Catfish Stew
Special 2020 edition
Understudies
by Ken Arneson
2020-08-02 23:30

I have spent a lot of time over the years contemplating the role of sports in our lives. Why is it so important to us? Why is it so popular, everywhere across the planet? Its global reach, even with local flavors, must say something about human nature itself.

I have my theories, which center around allowing us to satisfy the tribalist and competitive aspects of our nature in a manner which were, in previous generations that didn't have sports, satisfied in violent and destructive ways. Sports becoming so popular is a very important innovation towards the welfare of human beings. It shouldn't be dismissed as just mere entertainment, an unimportant, frivolous activity.

But there is a value to sports that I hadn't even thought to consider until now. Being without any sports to follow for several months at the beginning of this pandemic, every single day seemed to just blend into the next. When you get up and there's nowhere to go and you just do whatever whenever because you're alone and there's no one you need to particularly coordinate with, the clock and the calendar begin to disconnect from your life. There were times in May and June that I thought it was Tuesday, and it was actually Friday.

The rhythms of a shared sporting culture provide structure to our lives. What time is the A's game on today? Is it a day game? Night game? Who are they playing? Is it the first game of a series, or the last?

Other things can provide that kind of structure, too, of course. Commuting to work five days a week. Going to church every Sunday. Participating in these rhythms, particularly with other people, creates a feeling of stability and belonging. The pandemic has removed many of these kinds of rhythmic structures in our lives. We've been forced to creatively find alternatives, or suffer the psychological penalties of going without.

Baseball is back. For how long, we'll have to see. At what risk, at what cost, I don't know. But it's not just a frivolous vanity. It's not without value. Whether that value is worth the cost, is a valid question.
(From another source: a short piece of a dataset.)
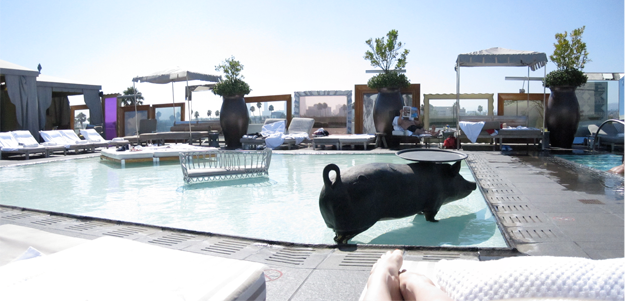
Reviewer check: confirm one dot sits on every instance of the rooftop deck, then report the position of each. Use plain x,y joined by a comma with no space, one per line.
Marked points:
544,207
But planning my day around the time of first pitch, watching the game, talking about it with other people on Twitter, and then ritually writing about it here on this blog afterwards--all of that fills a part of my soul that has felt empty for months now.

But it would help to overcome that feeling of one day just bleeding into the next if the baseball game I watch didn't just repeat itself in consecutive games. The A's 3-2 victory over the Mariners today played itself out very much in the same manner as their 3-2 victory over the Mariners yesterday.

Both games: the A's fell behind early. Both games: the A's bats were listless against the Mariners starting pitchers. Both games: the A's pitching was good enough to keep the team within reach in the game until the offense could do something. Both games: Mariners manager Scott Servais let a left-handed reliever pitch to a right-handed A's batter when he didn't really need to, and that A's batter hit a home run that gave the A's just enough runs, despite their meager offense, to hold on to a win.

Like a matinee performance of a Shakespeare play, the script was the same, but some of the cast was different. The understudy stepping into the starting pitcher role this time was Chris Bassitt instead of Mike Fiers. The right-handed batter hitting the homer was played by Ramon Laureano instead of Chad Pinder. And this time, they ended the play in nine innings instead of ten.

Like watching multiple versions of the Scottish play, I'm willing to watch a decent script multiple times with different players. I won't turn down more 3-2 victories if that's the script that works for the A's this year. But there are other great scripts we could try, too. How about a fun comedy with an effective offense and a nice, easy victory for once?